Use of publicly available data as training data raises both data privacy and sovereignty concerns for governments. What data is used to train a model, where the data processing is done, and for what purpose, are all relevant to whether a government can and should use a model.
The environmental impact of running data centres include a large carbon and water footprint. These need to be addressed if governments are to align the use of LLMs with their environmental responsibilities and targets.
Service quality could suffer if LLMs become the primary point of communication with government. When people interact with government it may not be solely to receive information. People often want a human interaction as this provides them with additional reassurance.
The use of LLMs in policymaking could limit the new ideas we generate and test. Models are limited to predictions based on the data they have been trained on. Consequently, they will provide iterative ideas rather than revolutionary new ideas.
Current LLMs can convincingly present false information to users (hallucinate). Basing decisions on false information could have negative or harmful outcomes, for instance, if it is used to evaluate a user’s eligibility for a service. The need to ‘double check’ outputs could limit efficiency gains.
Staff could have a worse experience of working in government if models impede the way employees work or automate parts of a job that employees value, such as content creation. Staff may struggle to thrive as editors rather than creators.
There could be a slippery slope towards models making high stakes decisions. If LLMs are integrated into a government’s decision making processes, they may start to be used for higher stake decisions. If we cannot explain why a model makes a decision nor confirm its values are aligned with a government’s aims then this could cause irreversible harm.

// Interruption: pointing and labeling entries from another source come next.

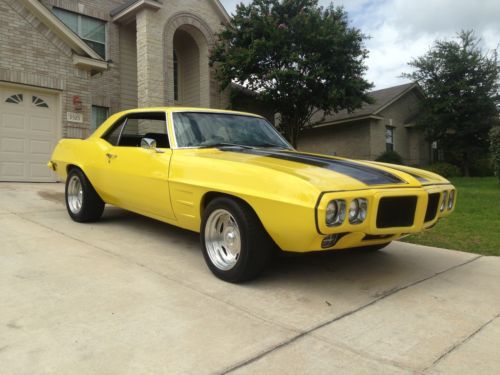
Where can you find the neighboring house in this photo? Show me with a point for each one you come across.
(386, 125)
(65, 65)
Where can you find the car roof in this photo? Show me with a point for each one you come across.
(185, 109)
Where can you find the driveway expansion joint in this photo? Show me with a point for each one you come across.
(341, 316)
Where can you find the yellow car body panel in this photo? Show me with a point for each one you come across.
(290, 197)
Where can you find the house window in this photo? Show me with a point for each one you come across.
(176, 77)
(99, 115)
(389, 138)
(15, 99)
(91, 30)
(39, 102)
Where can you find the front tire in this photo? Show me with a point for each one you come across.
(372, 248)
(82, 201)
(234, 243)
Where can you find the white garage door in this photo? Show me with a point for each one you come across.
(28, 133)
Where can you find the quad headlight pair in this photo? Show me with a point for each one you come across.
(336, 211)
(448, 200)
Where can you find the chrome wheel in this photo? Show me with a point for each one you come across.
(222, 239)
(75, 194)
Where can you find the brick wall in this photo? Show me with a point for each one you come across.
(349, 140)
(32, 55)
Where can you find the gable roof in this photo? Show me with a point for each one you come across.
(157, 3)
(60, 29)
(381, 100)
(83, 55)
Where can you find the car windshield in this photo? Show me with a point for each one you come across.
(199, 129)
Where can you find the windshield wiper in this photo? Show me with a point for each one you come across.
(225, 144)
(272, 145)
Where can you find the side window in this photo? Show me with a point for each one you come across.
(130, 130)
(113, 135)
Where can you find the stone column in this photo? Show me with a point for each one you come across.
(149, 60)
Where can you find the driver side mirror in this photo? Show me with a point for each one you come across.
(148, 143)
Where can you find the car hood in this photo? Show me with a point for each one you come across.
(323, 172)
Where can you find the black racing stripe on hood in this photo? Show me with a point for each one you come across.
(367, 175)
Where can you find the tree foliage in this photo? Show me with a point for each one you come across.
(461, 85)
(495, 149)
(296, 56)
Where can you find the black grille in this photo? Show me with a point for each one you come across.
(432, 207)
(396, 212)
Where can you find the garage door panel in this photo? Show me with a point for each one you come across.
(28, 131)
(13, 121)
(13, 145)
(40, 147)
(12, 171)
(39, 170)
(42, 124)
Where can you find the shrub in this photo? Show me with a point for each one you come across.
(390, 157)
(444, 169)
(482, 167)
(495, 149)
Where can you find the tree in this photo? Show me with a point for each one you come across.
(299, 58)
(461, 85)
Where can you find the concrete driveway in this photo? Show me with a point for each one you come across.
(132, 295)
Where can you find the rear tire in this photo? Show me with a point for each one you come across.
(234, 243)
(82, 201)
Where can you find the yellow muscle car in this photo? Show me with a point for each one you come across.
(233, 178)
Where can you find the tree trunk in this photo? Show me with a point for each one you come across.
(465, 165)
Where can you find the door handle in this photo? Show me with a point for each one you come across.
(111, 156)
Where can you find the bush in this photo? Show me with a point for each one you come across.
(390, 157)
(495, 149)
(444, 169)
(481, 167)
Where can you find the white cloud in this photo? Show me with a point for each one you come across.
(403, 29)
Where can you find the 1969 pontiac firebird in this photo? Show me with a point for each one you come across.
(232, 177)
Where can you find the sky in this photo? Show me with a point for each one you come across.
(400, 30)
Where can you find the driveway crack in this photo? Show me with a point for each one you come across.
(302, 334)
(457, 345)
(179, 282)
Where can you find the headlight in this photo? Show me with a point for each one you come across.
(443, 202)
(357, 210)
(451, 199)
(335, 213)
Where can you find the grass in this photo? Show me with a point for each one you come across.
(474, 226)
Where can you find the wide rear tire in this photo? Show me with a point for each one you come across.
(82, 201)
(234, 243)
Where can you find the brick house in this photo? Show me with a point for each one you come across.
(387, 124)
(65, 65)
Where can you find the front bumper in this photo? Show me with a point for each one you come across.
(425, 215)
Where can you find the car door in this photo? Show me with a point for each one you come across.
(135, 177)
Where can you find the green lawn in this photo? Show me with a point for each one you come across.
(474, 226)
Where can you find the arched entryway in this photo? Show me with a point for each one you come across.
(187, 70)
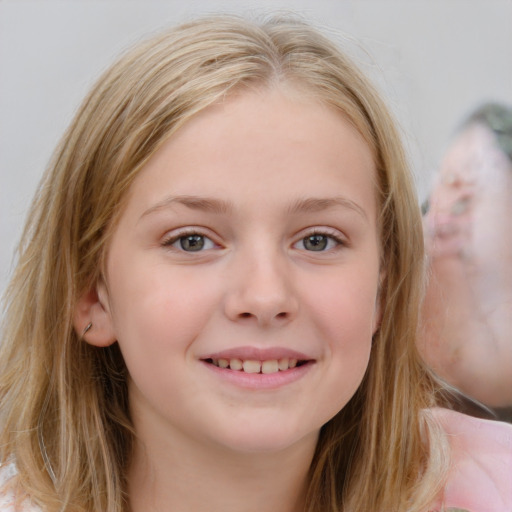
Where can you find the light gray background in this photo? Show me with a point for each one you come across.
(432, 59)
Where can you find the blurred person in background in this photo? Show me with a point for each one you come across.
(467, 316)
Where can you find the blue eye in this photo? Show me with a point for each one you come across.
(193, 242)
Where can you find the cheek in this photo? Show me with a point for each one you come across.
(161, 307)
(345, 314)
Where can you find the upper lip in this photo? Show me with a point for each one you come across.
(257, 354)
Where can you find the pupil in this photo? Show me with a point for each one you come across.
(315, 242)
(192, 243)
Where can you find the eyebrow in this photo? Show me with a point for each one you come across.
(219, 206)
(205, 204)
(313, 204)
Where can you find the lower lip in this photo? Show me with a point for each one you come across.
(260, 381)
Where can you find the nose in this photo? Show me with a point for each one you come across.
(261, 291)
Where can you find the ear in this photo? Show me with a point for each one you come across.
(379, 306)
(92, 319)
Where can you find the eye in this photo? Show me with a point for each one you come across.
(319, 242)
(190, 242)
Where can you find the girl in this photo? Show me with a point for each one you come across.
(217, 294)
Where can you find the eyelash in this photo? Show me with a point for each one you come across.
(329, 235)
(173, 239)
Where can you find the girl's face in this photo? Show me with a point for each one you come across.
(242, 278)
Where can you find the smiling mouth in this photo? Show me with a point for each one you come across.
(254, 366)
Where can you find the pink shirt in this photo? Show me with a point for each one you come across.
(480, 477)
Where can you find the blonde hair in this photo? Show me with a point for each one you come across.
(64, 405)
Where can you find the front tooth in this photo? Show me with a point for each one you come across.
(235, 364)
(270, 366)
(283, 364)
(252, 366)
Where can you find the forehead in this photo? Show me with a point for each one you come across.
(277, 144)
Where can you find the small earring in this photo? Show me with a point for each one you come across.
(87, 328)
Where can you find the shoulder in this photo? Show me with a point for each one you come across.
(480, 475)
(8, 498)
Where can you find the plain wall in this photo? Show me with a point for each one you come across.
(432, 59)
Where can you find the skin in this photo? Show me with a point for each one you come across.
(468, 308)
(267, 169)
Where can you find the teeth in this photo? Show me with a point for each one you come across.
(283, 364)
(235, 364)
(253, 366)
(270, 366)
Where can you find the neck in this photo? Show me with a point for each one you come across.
(181, 475)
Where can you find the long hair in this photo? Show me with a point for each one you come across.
(64, 405)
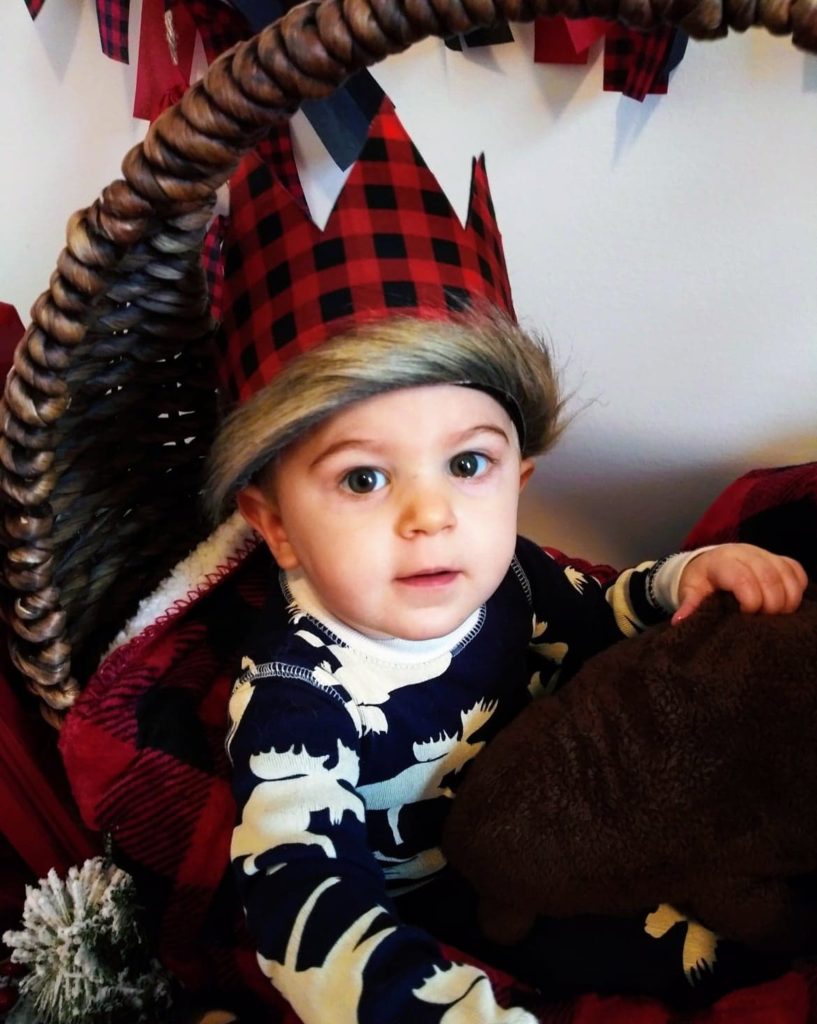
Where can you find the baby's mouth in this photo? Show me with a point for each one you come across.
(429, 578)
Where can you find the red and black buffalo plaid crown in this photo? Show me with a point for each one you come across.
(392, 245)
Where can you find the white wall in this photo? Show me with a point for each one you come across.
(668, 248)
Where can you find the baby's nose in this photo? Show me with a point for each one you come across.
(426, 510)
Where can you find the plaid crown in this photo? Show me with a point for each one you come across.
(392, 245)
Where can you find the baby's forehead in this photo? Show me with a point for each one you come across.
(413, 416)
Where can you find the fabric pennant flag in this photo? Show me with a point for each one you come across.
(259, 13)
(563, 40)
(635, 61)
(219, 25)
(342, 120)
(492, 36)
(35, 6)
(166, 45)
(113, 18)
(678, 49)
(214, 265)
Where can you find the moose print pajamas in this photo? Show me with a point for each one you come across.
(346, 753)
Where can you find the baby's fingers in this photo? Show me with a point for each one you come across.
(794, 583)
(769, 584)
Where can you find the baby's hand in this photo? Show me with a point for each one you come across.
(760, 580)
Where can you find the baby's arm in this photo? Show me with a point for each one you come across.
(314, 896)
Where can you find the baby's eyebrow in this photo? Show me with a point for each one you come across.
(480, 428)
(346, 443)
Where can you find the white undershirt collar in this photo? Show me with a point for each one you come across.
(299, 590)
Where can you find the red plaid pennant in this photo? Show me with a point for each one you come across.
(162, 76)
(113, 18)
(214, 265)
(635, 62)
(392, 244)
(219, 25)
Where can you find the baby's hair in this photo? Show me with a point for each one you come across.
(481, 347)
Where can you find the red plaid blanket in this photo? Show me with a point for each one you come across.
(143, 749)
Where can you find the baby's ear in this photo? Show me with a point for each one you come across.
(260, 509)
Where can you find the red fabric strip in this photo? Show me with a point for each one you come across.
(161, 81)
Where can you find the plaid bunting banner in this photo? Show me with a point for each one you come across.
(214, 265)
(113, 18)
(219, 25)
(635, 62)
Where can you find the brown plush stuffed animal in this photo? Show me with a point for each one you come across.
(677, 767)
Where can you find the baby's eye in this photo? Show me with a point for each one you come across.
(363, 479)
(469, 464)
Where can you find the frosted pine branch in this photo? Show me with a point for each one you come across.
(86, 961)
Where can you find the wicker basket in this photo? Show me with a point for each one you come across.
(111, 408)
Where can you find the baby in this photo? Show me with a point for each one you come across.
(407, 626)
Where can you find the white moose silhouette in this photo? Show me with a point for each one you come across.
(338, 982)
(700, 945)
(435, 760)
(368, 684)
(296, 783)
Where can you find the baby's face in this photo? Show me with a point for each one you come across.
(401, 510)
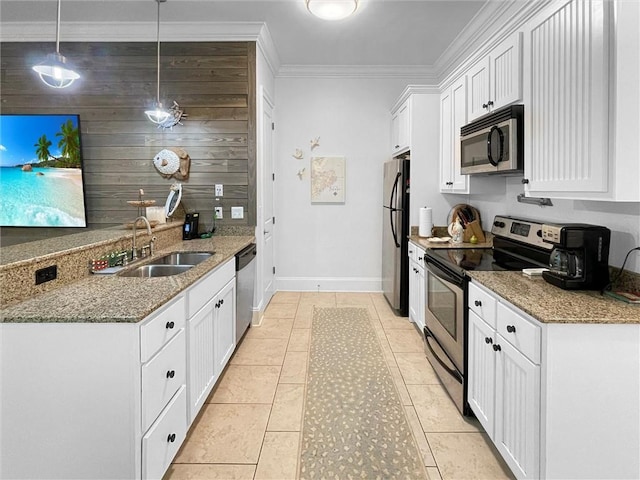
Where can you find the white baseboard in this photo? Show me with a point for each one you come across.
(328, 284)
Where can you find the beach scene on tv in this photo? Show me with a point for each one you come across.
(41, 171)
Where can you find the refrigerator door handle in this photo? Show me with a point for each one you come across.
(392, 209)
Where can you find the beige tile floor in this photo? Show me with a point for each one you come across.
(251, 424)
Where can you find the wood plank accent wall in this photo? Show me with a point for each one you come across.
(215, 84)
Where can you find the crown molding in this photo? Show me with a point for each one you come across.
(420, 73)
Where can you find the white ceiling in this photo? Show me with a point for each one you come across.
(409, 33)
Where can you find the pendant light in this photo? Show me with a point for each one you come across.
(332, 9)
(158, 115)
(54, 71)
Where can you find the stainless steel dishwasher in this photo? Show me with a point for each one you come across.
(245, 278)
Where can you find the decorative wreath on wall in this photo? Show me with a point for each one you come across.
(173, 162)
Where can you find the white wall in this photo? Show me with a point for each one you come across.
(623, 219)
(337, 247)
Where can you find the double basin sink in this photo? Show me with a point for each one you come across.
(167, 265)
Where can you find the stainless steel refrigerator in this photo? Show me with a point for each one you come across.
(395, 236)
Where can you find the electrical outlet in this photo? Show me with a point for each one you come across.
(46, 274)
(237, 212)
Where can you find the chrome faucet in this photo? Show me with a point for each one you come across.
(134, 253)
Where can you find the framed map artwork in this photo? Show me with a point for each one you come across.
(327, 179)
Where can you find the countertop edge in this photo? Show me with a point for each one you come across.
(86, 300)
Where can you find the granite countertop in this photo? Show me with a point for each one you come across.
(425, 243)
(550, 304)
(110, 298)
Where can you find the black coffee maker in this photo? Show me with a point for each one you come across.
(580, 257)
(190, 227)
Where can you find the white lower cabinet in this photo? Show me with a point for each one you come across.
(112, 400)
(504, 384)
(211, 333)
(559, 401)
(416, 285)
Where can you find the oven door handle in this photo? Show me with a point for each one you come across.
(451, 371)
(443, 274)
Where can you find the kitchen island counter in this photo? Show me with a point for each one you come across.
(116, 299)
(549, 304)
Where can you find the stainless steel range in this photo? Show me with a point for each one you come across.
(517, 244)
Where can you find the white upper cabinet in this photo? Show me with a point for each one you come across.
(401, 128)
(566, 96)
(453, 115)
(496, 80)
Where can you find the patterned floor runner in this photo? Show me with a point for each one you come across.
(354, 422)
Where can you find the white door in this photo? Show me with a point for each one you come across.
(268, 224)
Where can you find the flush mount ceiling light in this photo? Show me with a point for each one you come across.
(332, 9)
(55, 71)
(158, 115)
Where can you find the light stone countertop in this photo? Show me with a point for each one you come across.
(550, 304)
(114, 299)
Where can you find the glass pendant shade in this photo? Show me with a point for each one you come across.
(332, 9)
(54, 71)
(158, 115)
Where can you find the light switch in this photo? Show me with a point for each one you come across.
(237, 212)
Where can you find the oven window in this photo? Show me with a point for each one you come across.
(441, 302)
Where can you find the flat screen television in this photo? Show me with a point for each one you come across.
(41, 176)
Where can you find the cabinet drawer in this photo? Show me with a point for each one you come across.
(519, 332)
(203, 291)
(161, 328)
(162, 441)
(162, 377)
(483, 304)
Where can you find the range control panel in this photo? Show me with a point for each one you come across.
(525, 231)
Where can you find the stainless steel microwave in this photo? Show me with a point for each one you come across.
(493, 144)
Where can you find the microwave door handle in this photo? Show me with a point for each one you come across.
(393, 210)
(501, 145)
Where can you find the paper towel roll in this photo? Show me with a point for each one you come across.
(425, 224)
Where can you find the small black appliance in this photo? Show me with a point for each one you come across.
(580, 258)
(190, 227)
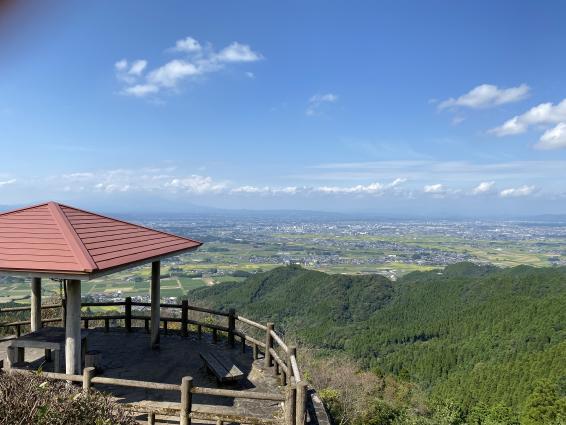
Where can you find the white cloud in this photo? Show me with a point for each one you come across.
(141, 90)
(434, 188)
(515, 192)
(237, 52)
(487, 95)
(187, 45)
(7, 182)
(197, 61)
(543, 114)
(196, 184)
(106, 187)
(372, 188)
(172, 72)
(137, 67)
(317, 100)
(554, 138)
(483, 187)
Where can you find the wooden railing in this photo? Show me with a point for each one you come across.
(278, 356)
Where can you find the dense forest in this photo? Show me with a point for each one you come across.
(487, 344)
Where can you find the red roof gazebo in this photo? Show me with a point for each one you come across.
(56, 241)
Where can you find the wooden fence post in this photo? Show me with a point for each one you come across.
(301, 407)
(64, 311)
(128, 313)
(186, 400)
(290, 407)
(184, 317)
(292, 353)
(268, 345)
(231, 326)
(88, 374)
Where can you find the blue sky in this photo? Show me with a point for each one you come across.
(393, 107)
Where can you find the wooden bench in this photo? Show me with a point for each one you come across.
(222, 367)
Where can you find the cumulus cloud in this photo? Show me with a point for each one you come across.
(129, 73)
(543, 114)
(486, 96)
(196, 61)
(196, 184)
(483, 187)
(172, 72)
(7, 182)
(516, 192)
(237, 52)
(554, 138)
(316, 101)
(187, 45)
(434, 188)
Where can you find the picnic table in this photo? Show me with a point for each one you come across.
(52, 340)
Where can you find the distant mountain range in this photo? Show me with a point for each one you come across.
(472, 334)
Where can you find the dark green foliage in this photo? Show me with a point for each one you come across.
(478, 336)
(320, 309)
(34, 400)
(544, 406)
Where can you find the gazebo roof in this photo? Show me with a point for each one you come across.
(55, 240)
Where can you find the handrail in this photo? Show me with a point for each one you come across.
(279, 341)
(282, 356)
(28, 308)
(251, 323)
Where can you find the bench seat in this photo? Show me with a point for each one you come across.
(222, 367)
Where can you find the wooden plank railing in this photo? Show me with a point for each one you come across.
(278, 356)
(186, 389)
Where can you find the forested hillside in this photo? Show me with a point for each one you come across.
(481, 337)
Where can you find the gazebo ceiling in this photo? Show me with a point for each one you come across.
(55, 240)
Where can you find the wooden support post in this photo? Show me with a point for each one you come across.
(21, 354)
(290, 407)
(292, 352)
(268, 345)
(35, 304)
(88, 374)
(184, 317)
(186, 400)
(73, 328)
(155, 301)
(283, 378)
(64, 311)
(231, 326)
(128, 314)
(301, 407)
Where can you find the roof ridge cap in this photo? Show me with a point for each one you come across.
(130, 224)
(23, 209)
(78, 249)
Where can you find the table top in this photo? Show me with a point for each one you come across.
(53, 338)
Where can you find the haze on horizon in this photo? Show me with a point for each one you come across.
(386, 107)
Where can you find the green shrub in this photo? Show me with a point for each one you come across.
(31, 399)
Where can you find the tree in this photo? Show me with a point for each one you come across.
(544, 406)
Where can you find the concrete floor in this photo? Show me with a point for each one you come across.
(128, 356)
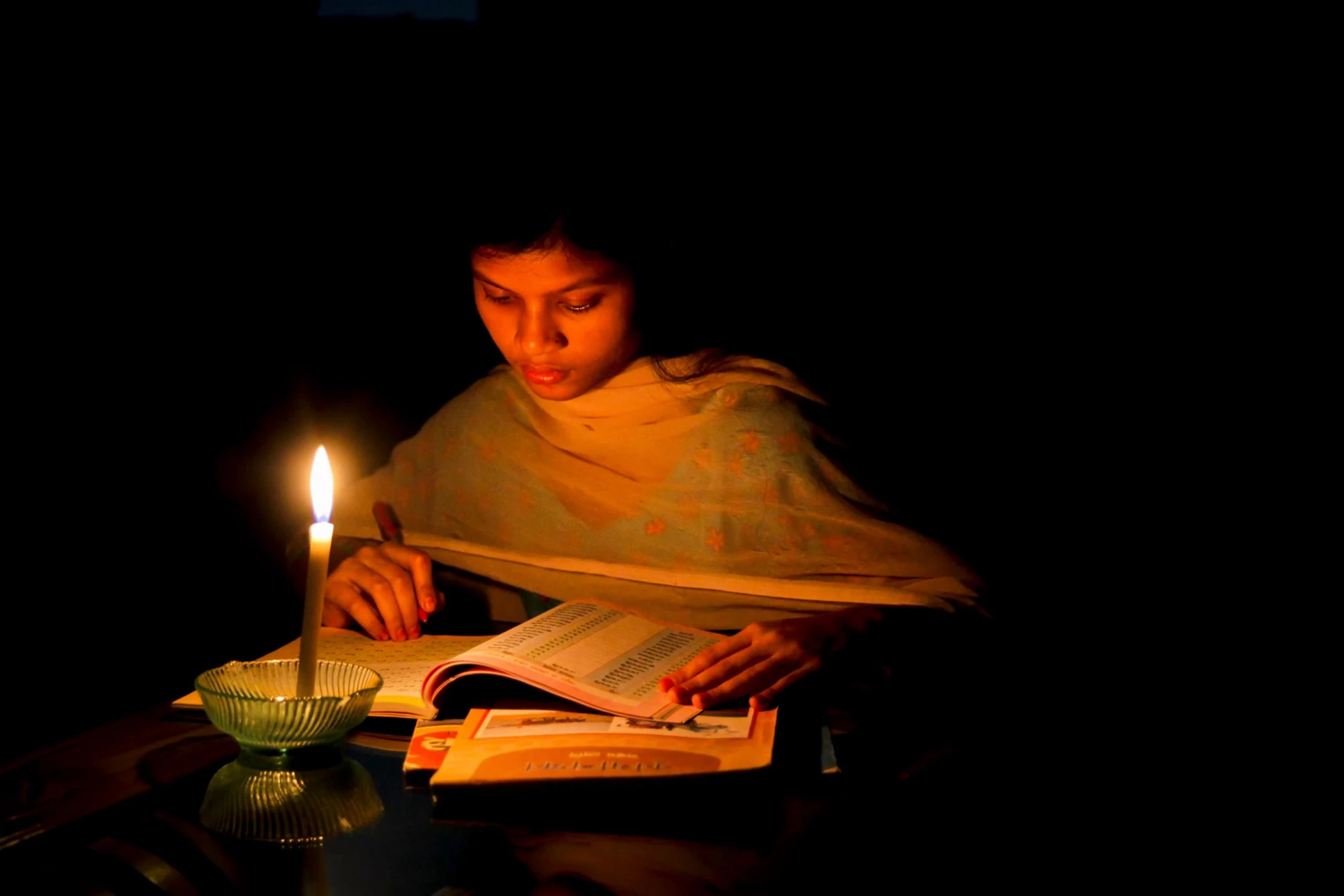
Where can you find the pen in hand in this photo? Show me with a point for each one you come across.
(390, 529)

These concerns demand that governments think deeply about how they manage LLM use in the public sector. Immediate government responses to recent LLM releases range from encouraging the developments to disabling some models for breaching existing regulations. Meanwhile, there is practical research underway into how we can mitigate potential harm, for example into how we should audit these models, which should feed into governments’ longer term responses.
As we collectively make sense of these technologies, we need a public discussion that takes seriously both the valid concerns about LLMs and how they could contribute to the public good. We welcome everyone to carry on our discussion on how LLMs could be used by governments to do so.